- Relator(a)
- Ministro Raul Araújo
- Órgão julgador
- Quarta Turma
- Data do julgamento
- 16/12/2025
- Data de publicação
- 19/12/2025
STJ – Acórdão, Rel. Ministro Raul Araújo, Quarta Turma, j. 16/12/2025, p. 19/12/2025
DIREITO PROCESSUAL CIVIL. RECURSO ESPECIAL. EXCEÇÃO DE PRÉ-EXECUTIVIDADE. PRESCRIÇÃO INTERCORRENTE. INEXIGIBILIDADE DE TÍTULO EXECUTIVO. RECURSO PARCIALMENTE PROVIDO. 1. A prescrição intercorrente é matéria de ordem pública, cognoscível de ofício pelo juiz, conforme o art. 487, II, do CPC, e, normalmente, pode ser arguida em exceção de pré-executividade, salvo quando sua verificação demandar dilação probatória complexa, por não ser aferível a partir de elementos constantes dos autos. 2. Na hipótese, o Tribunal de origem não analisou especificamente a questão da prescrição intercorrente, limitando-se a afirmar, de forma genérica, que as alegações do executado demandavam instrução probatória, sem justificar por que a análise dos marcos temporais do processo dependeria de novas provas, quando, normalmente, envolve apenas o exame de documentos e andamentos processuais já existentes nos autos. 3. No mais, as alegações de pagamento ou novação, realente demandam contraditório e dilação probatória, conforme corretamente assentado pelo Tribunal de Justiça, sendo inviáveis na via da exceção de pré-executividade. 4. Com efeito, a presunção de certeza, liquidez e exigibilidade do título executivo somente pode ser afastada por prova robusta, a ser veiculada em embargos à execução, e não na via estreita e simplificada da exceção de pré-executividade.
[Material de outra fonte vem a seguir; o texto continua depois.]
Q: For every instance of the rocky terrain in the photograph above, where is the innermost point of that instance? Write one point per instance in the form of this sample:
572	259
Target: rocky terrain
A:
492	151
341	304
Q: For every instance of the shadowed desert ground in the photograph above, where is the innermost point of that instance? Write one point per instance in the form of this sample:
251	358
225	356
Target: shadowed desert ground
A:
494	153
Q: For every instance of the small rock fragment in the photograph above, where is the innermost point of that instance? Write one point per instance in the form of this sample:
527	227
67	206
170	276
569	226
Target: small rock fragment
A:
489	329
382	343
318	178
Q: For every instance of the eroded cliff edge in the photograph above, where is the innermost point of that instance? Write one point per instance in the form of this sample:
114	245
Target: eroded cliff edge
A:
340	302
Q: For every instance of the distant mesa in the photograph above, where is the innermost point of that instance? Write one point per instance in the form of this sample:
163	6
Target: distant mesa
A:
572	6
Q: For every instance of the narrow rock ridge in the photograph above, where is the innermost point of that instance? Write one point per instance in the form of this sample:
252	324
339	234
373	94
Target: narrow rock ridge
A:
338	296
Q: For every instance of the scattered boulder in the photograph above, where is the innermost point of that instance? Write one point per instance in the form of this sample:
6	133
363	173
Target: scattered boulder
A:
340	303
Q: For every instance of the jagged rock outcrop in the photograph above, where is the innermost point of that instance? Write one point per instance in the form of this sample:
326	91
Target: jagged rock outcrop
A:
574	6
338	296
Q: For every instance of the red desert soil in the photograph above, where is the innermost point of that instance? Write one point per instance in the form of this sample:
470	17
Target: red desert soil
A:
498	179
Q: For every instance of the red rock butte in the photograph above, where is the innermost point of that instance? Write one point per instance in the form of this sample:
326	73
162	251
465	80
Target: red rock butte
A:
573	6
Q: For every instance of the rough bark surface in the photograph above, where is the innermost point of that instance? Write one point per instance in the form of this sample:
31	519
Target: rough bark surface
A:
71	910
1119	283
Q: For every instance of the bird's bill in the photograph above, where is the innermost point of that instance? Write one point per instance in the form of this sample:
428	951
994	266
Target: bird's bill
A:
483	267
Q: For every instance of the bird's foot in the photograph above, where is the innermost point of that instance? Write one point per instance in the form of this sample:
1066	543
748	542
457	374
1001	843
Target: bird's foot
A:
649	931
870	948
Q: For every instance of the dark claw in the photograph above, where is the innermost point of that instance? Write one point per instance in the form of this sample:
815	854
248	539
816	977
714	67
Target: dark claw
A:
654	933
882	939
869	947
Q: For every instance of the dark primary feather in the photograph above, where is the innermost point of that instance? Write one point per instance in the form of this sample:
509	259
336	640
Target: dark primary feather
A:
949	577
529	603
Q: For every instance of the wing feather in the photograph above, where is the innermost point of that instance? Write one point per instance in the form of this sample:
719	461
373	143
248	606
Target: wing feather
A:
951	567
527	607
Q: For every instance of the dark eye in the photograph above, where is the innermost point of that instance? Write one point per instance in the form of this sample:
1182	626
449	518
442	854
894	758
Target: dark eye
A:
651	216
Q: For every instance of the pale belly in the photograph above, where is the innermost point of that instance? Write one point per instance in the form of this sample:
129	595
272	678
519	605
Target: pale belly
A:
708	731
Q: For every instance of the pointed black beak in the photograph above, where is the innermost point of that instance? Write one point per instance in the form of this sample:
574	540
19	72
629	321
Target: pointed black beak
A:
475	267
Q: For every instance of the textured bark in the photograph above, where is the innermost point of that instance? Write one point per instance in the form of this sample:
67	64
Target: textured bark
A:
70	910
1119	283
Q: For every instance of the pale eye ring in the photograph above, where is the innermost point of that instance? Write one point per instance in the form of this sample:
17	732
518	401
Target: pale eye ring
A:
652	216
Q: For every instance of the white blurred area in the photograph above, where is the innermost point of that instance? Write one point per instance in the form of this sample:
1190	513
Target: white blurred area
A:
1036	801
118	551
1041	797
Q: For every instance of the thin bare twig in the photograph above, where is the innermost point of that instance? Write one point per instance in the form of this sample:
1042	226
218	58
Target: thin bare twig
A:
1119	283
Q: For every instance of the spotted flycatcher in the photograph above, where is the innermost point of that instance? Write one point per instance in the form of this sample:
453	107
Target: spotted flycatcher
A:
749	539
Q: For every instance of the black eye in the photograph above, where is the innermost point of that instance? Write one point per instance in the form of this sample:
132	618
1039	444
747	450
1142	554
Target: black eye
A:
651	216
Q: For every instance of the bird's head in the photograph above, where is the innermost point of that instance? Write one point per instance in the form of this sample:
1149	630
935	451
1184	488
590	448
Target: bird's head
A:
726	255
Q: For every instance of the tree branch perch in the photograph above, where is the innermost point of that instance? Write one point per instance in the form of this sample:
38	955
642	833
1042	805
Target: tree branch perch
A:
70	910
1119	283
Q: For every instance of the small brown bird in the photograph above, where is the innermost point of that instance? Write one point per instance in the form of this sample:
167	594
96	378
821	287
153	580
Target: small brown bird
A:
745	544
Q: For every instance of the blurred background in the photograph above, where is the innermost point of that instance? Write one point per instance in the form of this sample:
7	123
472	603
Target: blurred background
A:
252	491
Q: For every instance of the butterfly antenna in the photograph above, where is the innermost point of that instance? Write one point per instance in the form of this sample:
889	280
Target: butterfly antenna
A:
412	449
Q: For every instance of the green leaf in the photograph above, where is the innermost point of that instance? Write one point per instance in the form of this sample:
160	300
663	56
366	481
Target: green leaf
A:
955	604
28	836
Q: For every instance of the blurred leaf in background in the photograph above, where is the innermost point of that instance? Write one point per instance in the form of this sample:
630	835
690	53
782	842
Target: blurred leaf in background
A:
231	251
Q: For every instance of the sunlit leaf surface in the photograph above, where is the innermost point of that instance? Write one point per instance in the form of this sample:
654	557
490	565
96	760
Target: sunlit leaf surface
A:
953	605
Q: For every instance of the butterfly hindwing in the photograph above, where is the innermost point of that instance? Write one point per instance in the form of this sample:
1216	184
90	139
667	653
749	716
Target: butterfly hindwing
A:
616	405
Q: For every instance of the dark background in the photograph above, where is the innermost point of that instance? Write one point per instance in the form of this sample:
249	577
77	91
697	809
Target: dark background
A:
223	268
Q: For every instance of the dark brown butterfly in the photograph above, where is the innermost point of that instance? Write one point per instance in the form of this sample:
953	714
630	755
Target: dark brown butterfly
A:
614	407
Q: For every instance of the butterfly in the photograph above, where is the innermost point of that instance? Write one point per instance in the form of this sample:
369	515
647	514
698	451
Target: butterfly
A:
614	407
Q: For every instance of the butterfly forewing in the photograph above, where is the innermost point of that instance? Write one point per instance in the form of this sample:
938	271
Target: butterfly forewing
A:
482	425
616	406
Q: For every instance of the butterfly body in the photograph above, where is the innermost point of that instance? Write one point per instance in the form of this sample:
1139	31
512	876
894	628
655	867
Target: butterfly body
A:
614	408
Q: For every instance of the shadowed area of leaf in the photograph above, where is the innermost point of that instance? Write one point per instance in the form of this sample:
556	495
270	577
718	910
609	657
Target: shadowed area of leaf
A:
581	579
Por isso mesmo, a análise da inexigibilidade do título por pagamento ou novação frequentemente exige reexame de fatos e provas, procedimento vedado pela Súmula 7/STJ. 5. Recurso especial parcialmente provido para anular o v. acórdão recorrido e determinar o retorno dos autos ao eg. Tribunal de Justiça para novo julgamento do agravo de instrumento, com apreciação da questão da prescrição intercorrente. (AREsp n. 2.452.174/BA, relator Ministro Raul Araújo, Quarta Turma, julgado em 16/12/2025, DJEN de 19/12/2025.)